A number of different modulation techniques are commonly used in modern digital communication systems, one of which is known as phase/shift keying (PSK) in which digital information is transmitted as the sequential transmission of carrier pulses of constant amplitude, angular frequency and duration, but of different relative phase. Two common types are differential quadrature phase shift keying (DQPSK) in which information is represented by the phase transitions between carrier pulses, and coherent quadrature phase shift keying (CQPSK) in which a phase reference is provided in the receiver so that the receiver may be phase-synchronized with the transmitter and information may be represented by the amplitude phase of each pulse. Each of these modulation systems is well known in the art and need not be described in further detail herein.
In a QPSK demodulator, there must be two RF inputs and two IF outputs. FIG. 1 is a brief diagram of a basic QPSK phase detector.

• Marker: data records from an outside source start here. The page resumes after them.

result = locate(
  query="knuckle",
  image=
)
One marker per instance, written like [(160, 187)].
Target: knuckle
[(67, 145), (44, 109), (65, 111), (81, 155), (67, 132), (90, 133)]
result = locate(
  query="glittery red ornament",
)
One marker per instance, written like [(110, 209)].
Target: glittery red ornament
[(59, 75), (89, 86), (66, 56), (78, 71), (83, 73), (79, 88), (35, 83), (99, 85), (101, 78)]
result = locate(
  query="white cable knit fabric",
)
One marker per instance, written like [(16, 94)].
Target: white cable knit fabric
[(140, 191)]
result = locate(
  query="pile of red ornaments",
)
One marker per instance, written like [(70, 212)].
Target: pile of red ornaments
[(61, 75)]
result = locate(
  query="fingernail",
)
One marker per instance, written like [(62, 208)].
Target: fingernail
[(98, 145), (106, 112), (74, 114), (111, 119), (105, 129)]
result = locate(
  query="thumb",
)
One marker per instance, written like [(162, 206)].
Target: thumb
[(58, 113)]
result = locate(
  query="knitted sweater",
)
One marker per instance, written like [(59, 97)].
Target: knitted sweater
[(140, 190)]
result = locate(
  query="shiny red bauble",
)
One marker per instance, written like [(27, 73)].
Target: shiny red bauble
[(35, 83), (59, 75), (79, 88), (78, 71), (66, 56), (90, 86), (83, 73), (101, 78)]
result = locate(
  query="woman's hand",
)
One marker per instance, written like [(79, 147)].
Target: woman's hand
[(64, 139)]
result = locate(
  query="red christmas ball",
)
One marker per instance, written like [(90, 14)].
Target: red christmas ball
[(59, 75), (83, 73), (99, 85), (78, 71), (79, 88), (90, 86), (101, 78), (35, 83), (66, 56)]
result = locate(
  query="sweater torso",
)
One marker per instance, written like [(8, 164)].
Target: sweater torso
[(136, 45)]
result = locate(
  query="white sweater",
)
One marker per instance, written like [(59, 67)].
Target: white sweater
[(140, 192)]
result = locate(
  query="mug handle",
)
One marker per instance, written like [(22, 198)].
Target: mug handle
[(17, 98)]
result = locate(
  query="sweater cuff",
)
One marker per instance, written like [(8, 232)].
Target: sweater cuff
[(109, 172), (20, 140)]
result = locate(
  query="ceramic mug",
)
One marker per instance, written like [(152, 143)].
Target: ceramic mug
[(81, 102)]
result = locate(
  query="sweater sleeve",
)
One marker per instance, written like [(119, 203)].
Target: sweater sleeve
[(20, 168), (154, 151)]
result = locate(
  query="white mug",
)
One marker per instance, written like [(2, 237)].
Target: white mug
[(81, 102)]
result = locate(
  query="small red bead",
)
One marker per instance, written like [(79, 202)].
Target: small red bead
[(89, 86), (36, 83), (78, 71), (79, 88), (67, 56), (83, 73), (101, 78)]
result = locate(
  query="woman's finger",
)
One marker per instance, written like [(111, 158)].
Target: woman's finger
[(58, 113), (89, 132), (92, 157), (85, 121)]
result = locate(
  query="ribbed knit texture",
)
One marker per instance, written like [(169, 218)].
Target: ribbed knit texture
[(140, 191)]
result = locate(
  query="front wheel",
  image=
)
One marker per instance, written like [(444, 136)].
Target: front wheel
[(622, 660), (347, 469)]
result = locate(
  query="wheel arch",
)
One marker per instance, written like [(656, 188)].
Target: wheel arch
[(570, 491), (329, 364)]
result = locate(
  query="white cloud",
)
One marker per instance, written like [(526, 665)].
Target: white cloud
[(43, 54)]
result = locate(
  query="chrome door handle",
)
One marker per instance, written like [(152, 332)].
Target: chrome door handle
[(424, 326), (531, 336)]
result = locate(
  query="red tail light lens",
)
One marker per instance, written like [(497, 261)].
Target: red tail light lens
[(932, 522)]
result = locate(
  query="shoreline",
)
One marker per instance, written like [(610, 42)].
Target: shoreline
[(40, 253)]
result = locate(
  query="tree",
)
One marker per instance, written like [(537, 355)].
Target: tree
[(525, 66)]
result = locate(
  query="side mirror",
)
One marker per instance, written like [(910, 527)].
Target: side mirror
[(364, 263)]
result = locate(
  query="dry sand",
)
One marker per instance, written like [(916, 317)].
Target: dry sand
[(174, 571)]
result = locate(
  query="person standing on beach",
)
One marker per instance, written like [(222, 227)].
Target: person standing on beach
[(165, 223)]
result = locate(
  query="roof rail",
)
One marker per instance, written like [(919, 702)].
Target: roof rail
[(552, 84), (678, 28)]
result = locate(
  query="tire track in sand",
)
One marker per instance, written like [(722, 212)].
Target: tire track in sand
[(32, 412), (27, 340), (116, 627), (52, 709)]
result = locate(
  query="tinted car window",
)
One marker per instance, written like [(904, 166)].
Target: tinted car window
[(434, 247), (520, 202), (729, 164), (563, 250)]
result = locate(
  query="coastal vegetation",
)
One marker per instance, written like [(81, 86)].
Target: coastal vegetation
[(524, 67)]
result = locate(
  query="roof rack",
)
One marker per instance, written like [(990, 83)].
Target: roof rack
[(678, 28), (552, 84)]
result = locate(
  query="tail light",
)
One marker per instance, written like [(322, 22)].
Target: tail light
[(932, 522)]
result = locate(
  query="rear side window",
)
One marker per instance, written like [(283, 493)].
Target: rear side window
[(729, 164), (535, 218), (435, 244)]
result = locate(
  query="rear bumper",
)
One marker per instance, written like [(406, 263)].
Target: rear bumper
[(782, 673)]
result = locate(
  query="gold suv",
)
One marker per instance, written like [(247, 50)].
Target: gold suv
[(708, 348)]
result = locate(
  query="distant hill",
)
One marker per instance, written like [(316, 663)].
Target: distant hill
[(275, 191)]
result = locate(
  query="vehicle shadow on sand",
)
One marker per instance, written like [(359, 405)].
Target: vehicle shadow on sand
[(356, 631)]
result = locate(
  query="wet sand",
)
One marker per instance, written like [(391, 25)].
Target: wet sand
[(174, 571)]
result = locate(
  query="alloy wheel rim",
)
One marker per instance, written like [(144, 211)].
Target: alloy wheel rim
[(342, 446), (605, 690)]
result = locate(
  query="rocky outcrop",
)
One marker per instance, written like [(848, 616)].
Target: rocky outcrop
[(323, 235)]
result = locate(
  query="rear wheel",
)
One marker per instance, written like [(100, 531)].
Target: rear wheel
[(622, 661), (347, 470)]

The phase detector includes two RF input ports 10 and 12, an in-phase power splitter 14, a 90.degree. 3dB hybrid coupler 16 and two mixers 18 and 20. The IF.sub.1 and IF.sub.2 outputs of the mixers 18 and 20, respectively, will be at the same frequency, which frequency will be equal to the difference between the frequencies of RF.sub.2 and RF.sub.1. For CQPSK or DQPSK, RF.sub.1 and RF.sub.2 will have the same frequency with RF.sub.2 being used as a phase reference signal for the modulated carrier RF.sub.1. RF.sub.1 will be split by the in-phase power splitter 14 and supplied as one input to each of the mixers 18 and 20. The RF.sub.2 signal, however, will be supplied through the coupler 16 and, as is well known in the art, the inputs supplied from the coupler 16 to the mixers 18 and 20 will be 90.degree. out-of-phase. The result will be two orthogonal bit streams IF.sub.1 and IF.sub.2 from which the original information can be recovered.
In mixer applications, IF.sub.1 and IF.sub.2 will typically be combined in a 90.degree. 3dB hybrid coupler so that the upper (signal) and lower (image) sidebands can be physically separated without the use of filters. Such a configuration is shown in FIG. 2 in which the IF outputs of mixers 18 and 20 are combined in a coupler 22. In both FIGS. 1 and 2, it can be seen that the RF inputs are separated by IF outputs, and vice versa. Thus, in order to combine the IF outputs in a coupler such as shown in FIG. 2, at least one of the IF signal paths must cross the path of the signal RF.sub.2 supplied to the phase detector input 12. In some circuit applications, this requirement may result in a significant disadvantage.
In many applications, the QPSK demodulator will be formed as a microwave integrated circuit (MIC). In fabricating such circuits, it would be desirable from the point of view of manufacturing ease and circuit reliability to form the entire MIC in a single plane. However, if the IF outputs are to be combined in a coupler, the RF-IF-RF-IF arrangement of the input and output ports will require that at least one signal, usually one of the IF signals, leave the plane of the MIC assembly. This will require the use of holes, connectors, cables, vias, or some combination thereof. Not only does this result in difficulties in circuit fabrication, but it may detract from the circuit performance at very high frequencies. G. P. Kurpis and J. J. Taub, "Wideband X-band Microstrip Image Rejection Balance Mixer," IEEE, MTT Symposium Digest 1970, pp. 200-205, describes a typical image rejection receiver in which both IF.sub.1 and IF.sub.2 are routed to the underside of the MIC assembly for processing by the 90.degree. hybrid at IF. J. B. Cochrane and F. A. Marki, "Thin-film Mixers Team Up To Block Out Image Noise," Microwaves, March, 1977, pp. 34-40, later describe a receiver in which double-sided MIC's are used to obtain physical separation of the upper and lower side bands.